Teachers should be equipped to help children with mental illness in the classroom instead of referring them to a specialist because a child will accept a teacher more easily than a stranger, a psychiatrist said at a teachers’ workshop at Jadavpur University recently.
More than 125 schoolteachers attended the awareness programme on the Role of Teachers in Managing ADHD (Attention Deficit Hyperactivity Disorder).
The workshop was organised by the Mental Health Foundation, an organisation that provides specialised mental health care in collaboration with the department of education at Jadavpur University (JU).
The implications of labelling a child are huge.

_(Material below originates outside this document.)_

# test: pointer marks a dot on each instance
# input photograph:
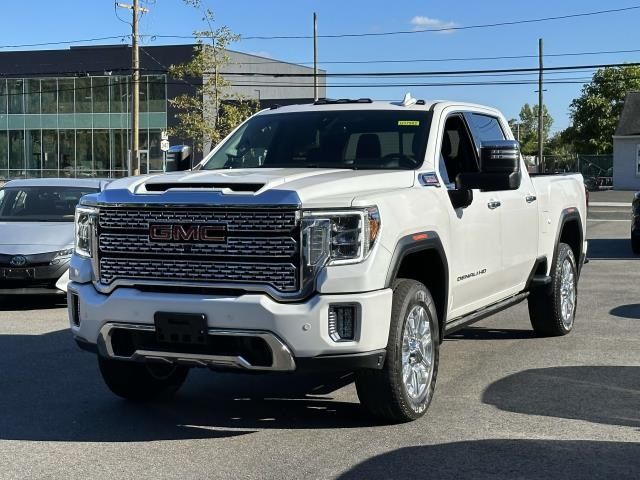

Rather trying to understand a student and handling him or her with empathy will solve problems in the classroom, teachers were told at the daylong workshop.
“Labelling a child with mental illness could have huge implications such as low self-esteem and stigma. There is a fear of segregating or singling out the child in the classroom. So it needs to be thought over whether there is a need to refer a child (to a counsellor) because it creates stigma,” psychiatrist Jai Ranjan Ram, the joint director of the Mental Health Foundation, said. “Your counselling will be a lot more acceptable than that of a stranger who doesn’t know the child as well as you do.”
Ram said teachers are already playing the role of counsellors but often their skills are underplayed or underestimated, disempowering them.
“When you are working as a teacher you are playing many roles, including pastoral care, counselling and advocacy of child rights. They are already doing all this but doing it unknowingly, therefore they should not underestimate their skills as counsellors just because their identity is that of a teacher,” he said.
Appropriate measures in school, such as having counsellors, making the school environment child-friendly, openness of communication between parents and teachers and a more pro-active management that looks after the mental health of children will solve many problems.
The session, attended by teachers of CBSE, ICSE and the state board, underlined the importance of teachers being aware of mental illnesses and their symptoms.
“A child in your class won’t care how much knowledge you have but how much you care for them. That is the positive touch that teachers can provide,” said Muktipada Sinha, associate professor, department of education, JU.
The education curriculum at JU includes mental health and life skills.
“To address emotional and behavioural problems in the classroom and school, only theoretical content is not enough. There must be workshops and training to make teachers aware and equip them,” Sinha said.
Heads of schools also attended the workshop. “Many cases can be taken up in the school only if we are equipped to understand and deal with it. Its important for principals to be on board to lead the team,” said Moushumi Banerjee, the principal of Future Campus, Garia, who came with five of her teachers.